Moreover, competition is coming not only from other battery makers, but also from EV companies that are the main users of batteries. Some of those EV makers sought other suppliers or moved into their own battery production after suffering sticker shock when raw material prices spiked and supplies became limited in recent years, bumping up the competition to a new level.
Survival of the fittest
The intense competition has put steady pressure on EV battery prices, eroding margins for all producers with no end in sight.
“The takedown is accelerating,” Yang Hongxin, chairman of Beehive Energy, said after an industry forum last month. “EV battery makers have been getting knocked out of the market every year since 2020. There may be less than 40 by the end of this year, but the takedown will keep accelerating in 2025 and 2026.”
Zenergy will not only need to compete in the EV battery market, but also on the capital market due to many other investment options offered up by its rivals.
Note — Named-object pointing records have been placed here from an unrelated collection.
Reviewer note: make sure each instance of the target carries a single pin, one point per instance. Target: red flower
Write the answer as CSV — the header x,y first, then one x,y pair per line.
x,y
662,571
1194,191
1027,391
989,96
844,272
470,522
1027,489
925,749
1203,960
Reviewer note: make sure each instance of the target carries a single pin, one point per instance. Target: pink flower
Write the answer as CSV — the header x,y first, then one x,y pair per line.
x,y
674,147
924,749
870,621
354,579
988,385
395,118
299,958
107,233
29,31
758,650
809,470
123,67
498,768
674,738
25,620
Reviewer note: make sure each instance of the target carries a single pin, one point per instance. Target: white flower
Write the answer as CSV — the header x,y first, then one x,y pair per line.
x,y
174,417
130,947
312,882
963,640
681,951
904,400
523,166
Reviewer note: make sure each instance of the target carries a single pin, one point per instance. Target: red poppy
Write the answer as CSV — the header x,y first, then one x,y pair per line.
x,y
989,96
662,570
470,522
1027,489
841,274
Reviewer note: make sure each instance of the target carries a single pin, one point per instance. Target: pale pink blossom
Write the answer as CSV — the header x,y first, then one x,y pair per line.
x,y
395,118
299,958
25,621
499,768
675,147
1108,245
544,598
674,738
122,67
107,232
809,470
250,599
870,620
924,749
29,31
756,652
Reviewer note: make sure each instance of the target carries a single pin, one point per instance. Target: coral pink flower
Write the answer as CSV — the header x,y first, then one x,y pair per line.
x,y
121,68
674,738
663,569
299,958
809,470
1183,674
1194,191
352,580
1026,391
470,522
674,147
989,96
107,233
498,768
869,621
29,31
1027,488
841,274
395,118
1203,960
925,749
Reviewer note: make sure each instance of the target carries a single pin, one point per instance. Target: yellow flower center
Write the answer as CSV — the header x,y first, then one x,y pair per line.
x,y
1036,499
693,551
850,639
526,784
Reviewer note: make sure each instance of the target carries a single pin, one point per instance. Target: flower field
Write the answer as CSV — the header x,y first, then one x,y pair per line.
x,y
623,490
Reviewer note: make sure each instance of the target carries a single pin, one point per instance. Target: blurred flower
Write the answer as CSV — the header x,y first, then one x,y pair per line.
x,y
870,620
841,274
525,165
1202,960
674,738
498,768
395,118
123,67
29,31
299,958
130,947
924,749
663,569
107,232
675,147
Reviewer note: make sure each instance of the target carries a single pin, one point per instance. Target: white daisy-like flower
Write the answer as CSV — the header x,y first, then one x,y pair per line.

The company says it wants to improve its economies of scale to break out from the crowd, but achieving that could be easier said than done. CATL already controls nearly half of the market, followed by BYD (1211.HK; 002594.SZ) with 27%, and CALB (3931.HK) and Eve Energy (300014.SZ). Its position as the 10th biggest player may look good on paper, but Zenergy clearly has its work cut out convincing investors why they should park their dollars with the company.
What’s more, many of the largest companies are currently profitable and have plenty of cash to fund their operations, giving them more resources to weather the ongoing storm. In such a harsh climate, Zenergy could have difficulty winning over investors.